Lipkowitz S, Greene W C, Rubin A L, Novogrodsky A, Stenzel K H
J Immunol. 1984 Jan;132(1):31-7.
We examined the role of IL 2 and IL 2 receptors in human T lymphocyte proliferation induced by neuraminidase and galactose oxidase (NAGO)-treated autologous macrophages. T lymphocytes cultured with these aldehyde-bearing macrophages developed responsiveness to IL 2 after as few as 2 to 4 hr of activation and exhibited maximal responsiveness to IL 2 after 18 to 24 hr of activation. This early expression of IL 2 receptors was also shown by the direct binding of a monoclonal anti-IL 2 receptor antibody (anti-Tac) to the activated T lymphocytes. The production of IL 2 by T lymphocytes cultured with NAGO-treated macrophages closely paralleled the induction of IL 2 receptors on the T lymphocytes. IL 2 production began after 4 to 8 hr of activation and peaked at approximately 18 hr. Although the production of IL 2 is strictly dependent upon accessory cell function, the expression of receptors for IL 2 seems to be relatively independent of accessory cells. Despite early expression of receptors for IL 2 and early production of IL 2 by T lymphocytes during activation, T lymphocytes were not committed to proliferate in the absence of IL 2 until more than 24 hr of incubation with NAGO-treated macrophages had elapsed. The commitment to proliferate increased after 24 hr of activation until, after more than 40 hr of activation, the cells proliferated equally well in the presence or absence of IL 2. Proliferation of uncommitted, IL 2 receptor-bearing T lymphocytes was inhibited by interfering with IL 2 binding to its receptor by IL 2 receptor blockade with the anti-Tac antibody. In contrast, proliferation of T lymphocytes committed to proliferate was not affected by IL 2 receptor blockade with the anti-Tac antibody. Taken together, these data suggest three phases of T lymphocyte activation. The first phase requires mitogen (or antigen) to induce expression of IL 2 receptors and production of IL 2 by the T lymphocytes. Accessory cells are strictly required for IL 2 production during this activation phase, but they may not be necessary for expression of IL 2 receptors. The second phase is an IL 2-dependent phase that requires the interaction of IL 2 with the newly expressed IL 2 receptors. The third phase is a commitment of the activated T lymphocytes to proliferate that is independent of both mitogen and IL 2.
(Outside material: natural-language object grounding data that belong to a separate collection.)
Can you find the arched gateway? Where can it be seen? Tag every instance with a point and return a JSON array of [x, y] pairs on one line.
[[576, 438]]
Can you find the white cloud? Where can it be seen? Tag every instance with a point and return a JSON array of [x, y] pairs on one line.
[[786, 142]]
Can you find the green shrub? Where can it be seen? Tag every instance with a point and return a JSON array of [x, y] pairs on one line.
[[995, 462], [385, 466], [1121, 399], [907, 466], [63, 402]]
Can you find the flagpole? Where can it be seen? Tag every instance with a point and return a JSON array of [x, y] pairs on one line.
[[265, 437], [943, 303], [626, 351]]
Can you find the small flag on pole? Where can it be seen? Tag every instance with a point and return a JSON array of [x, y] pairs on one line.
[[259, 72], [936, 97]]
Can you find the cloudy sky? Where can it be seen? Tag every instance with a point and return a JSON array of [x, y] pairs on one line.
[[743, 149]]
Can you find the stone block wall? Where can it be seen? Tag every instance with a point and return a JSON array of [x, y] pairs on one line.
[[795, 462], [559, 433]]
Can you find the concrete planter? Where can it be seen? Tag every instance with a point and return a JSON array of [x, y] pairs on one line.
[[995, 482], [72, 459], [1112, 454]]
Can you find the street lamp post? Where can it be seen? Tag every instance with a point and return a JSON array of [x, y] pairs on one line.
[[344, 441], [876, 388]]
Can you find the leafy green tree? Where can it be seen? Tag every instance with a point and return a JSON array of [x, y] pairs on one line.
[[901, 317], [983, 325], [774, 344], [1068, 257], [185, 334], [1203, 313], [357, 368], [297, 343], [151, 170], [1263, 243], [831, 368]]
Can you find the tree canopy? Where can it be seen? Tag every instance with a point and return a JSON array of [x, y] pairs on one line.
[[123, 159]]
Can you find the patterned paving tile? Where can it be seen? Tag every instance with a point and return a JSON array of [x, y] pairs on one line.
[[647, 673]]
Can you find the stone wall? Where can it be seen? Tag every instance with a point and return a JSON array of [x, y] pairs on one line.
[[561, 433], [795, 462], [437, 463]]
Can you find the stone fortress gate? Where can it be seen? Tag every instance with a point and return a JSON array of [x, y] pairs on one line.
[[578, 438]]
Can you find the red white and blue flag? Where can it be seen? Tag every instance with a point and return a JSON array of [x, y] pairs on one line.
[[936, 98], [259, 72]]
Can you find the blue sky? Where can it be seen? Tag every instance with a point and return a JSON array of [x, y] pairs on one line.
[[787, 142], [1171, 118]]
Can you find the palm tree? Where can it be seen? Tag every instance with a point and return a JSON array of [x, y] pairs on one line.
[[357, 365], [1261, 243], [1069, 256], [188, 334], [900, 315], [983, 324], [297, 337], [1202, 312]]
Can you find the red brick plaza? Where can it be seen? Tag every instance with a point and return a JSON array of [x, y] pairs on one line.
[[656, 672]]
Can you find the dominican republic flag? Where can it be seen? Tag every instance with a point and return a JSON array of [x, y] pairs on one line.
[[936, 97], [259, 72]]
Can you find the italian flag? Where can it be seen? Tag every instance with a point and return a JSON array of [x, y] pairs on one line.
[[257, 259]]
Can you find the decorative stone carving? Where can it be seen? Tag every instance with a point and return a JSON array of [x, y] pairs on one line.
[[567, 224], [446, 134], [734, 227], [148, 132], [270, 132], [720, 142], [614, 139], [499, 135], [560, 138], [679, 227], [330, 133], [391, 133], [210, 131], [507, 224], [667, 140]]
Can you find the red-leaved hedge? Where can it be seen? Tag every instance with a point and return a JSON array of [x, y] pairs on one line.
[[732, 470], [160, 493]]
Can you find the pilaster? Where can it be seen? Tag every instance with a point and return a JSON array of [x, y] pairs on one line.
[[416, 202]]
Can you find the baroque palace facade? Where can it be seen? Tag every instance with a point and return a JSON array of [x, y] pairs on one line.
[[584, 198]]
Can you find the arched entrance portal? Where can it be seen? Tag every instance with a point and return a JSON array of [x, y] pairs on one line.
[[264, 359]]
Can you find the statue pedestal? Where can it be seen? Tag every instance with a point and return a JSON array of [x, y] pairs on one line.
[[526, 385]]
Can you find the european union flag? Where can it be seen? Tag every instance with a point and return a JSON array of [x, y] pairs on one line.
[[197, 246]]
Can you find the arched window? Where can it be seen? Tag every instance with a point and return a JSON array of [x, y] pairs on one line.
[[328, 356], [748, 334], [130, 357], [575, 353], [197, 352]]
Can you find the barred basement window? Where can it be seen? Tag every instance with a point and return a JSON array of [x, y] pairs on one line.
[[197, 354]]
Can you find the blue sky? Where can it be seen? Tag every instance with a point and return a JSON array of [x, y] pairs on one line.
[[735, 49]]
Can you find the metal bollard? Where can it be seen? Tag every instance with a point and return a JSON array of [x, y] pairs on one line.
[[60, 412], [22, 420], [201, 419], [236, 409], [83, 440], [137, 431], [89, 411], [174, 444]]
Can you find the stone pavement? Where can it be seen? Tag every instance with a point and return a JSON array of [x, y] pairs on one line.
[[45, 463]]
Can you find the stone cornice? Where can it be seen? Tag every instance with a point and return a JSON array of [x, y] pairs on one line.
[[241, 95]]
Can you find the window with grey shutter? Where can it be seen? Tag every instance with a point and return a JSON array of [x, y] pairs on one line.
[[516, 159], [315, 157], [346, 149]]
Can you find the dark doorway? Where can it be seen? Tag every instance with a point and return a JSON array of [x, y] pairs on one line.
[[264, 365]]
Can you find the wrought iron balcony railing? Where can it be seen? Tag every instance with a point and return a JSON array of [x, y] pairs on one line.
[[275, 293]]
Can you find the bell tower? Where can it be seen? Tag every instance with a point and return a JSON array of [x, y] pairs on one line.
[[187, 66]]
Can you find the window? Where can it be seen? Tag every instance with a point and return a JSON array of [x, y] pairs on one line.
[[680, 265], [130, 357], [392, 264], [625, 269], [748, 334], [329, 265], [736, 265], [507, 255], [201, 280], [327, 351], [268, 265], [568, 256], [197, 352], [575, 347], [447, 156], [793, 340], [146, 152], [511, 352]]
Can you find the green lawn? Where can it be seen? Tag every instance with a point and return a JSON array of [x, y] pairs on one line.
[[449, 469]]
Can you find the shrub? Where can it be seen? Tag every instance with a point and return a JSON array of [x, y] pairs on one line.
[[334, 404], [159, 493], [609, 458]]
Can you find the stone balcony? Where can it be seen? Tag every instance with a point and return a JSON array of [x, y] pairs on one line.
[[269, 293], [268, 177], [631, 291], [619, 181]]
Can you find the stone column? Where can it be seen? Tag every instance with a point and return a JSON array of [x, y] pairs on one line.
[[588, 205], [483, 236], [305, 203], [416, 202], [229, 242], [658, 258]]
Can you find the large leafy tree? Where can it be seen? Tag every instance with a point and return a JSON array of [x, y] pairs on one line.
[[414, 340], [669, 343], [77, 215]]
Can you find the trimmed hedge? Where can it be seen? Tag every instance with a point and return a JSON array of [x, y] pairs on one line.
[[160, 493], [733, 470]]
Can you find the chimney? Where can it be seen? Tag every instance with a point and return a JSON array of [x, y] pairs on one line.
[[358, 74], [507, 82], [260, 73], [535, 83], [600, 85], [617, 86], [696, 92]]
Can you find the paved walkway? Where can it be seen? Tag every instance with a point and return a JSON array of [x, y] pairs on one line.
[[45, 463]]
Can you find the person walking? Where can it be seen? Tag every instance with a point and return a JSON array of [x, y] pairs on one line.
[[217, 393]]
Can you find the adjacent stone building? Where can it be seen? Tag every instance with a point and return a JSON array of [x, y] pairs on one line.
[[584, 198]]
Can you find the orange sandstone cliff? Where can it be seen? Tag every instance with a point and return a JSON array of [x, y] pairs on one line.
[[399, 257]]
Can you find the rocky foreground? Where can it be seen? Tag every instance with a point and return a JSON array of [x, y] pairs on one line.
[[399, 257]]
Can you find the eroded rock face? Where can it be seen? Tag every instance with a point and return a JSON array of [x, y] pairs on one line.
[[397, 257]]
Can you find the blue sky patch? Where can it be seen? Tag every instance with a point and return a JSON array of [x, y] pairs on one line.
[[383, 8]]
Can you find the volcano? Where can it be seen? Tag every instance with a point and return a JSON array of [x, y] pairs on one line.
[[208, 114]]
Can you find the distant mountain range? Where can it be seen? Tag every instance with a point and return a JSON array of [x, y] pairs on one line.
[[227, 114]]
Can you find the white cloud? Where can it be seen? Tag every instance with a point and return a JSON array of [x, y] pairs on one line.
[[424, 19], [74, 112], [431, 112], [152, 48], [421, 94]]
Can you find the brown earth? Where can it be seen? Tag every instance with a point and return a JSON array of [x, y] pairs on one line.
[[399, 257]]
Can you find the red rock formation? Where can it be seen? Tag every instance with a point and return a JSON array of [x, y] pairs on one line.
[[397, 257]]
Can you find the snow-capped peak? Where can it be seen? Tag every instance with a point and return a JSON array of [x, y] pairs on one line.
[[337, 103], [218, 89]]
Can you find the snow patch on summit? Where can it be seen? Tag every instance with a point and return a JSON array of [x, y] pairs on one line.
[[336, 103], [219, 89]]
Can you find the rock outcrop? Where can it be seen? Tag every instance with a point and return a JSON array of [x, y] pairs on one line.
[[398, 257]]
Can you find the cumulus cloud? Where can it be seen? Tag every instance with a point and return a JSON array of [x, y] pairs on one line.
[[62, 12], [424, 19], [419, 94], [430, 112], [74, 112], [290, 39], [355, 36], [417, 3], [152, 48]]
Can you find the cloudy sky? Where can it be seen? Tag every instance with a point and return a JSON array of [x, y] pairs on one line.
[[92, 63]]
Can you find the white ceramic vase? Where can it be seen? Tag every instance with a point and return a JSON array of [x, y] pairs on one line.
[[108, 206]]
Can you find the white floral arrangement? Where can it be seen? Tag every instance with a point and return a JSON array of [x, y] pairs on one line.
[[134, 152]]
我们研究了白细胞介素2(IL 2)及其受体在神经氨酸酶和半乳糖氧化酶(NAGO)处理的自体巨噬细胞诱导的人T淋巴细胞增殖中的作用。与这些带有醛基的巨噬细胞一起培养的T淋巴细胞在激活仅2至4小时后就对IL 2产生反应,并在激活18至24小时后对IL 2表现出最大反应。单克隆抗IL 2受体抗体(抗Tac)与活化的T淋巴细胞的直接结合也显示了IL 2受体的这种早期表达。与NAGO处理的巨噬细胞一起培养的T淋巴细胞产生IL 2的情况与T淋巴细胞上IL 2受体的诱导密切平行。IL 2的产生在激活4至8小时后开始,并在约18小时达到峰值。虽然IL 2的产生严格依赖于辅助细胞功能,但IL 2受体的表达似乎相对独立于辅助细胞。尽管在激活过程中T淋巴细胞早期表达了IL 2受体并早期产生了IL 2,但在与NAGO处理的巨噬细胞孵育超过24小时之前,T淋巴细胞在没有IL 2的情况下不会开始增殖。激活24小时后增殖的倾向增加,直到激活超过40小时后,细胞在有或没有IL 2的情况下增殖情况相同。通过用抗Tac抗体阻断IL 2受体来干扰IL 2与其受体的结合,可抑制未激活的、带有IL 2受体的T淋巴细胞的增殖。相反,已决定增殖的T淋巴细胞的增殖不受抗Tac抗体阻断IL 2受体的影响。综上所述,这些数据提示了T淋巴细胞激活的三个阶段。第一阶段需要有丝分裂原(或抗原)来诱导T淋巴细胞表达IL 2受体并产生IL 2。在这个激活阶段,IL 2的产生严格需要辅助细胞,但它们对于IL 2受体的表达可能不是必需的。第二阶段是IL 2依赖阶段,需要IL 2与新表达的IL 2受体相互作用。第三阶段是活化的T淋巴细胞决定增殖,这一过程独立于有丝分裂原和IL 2。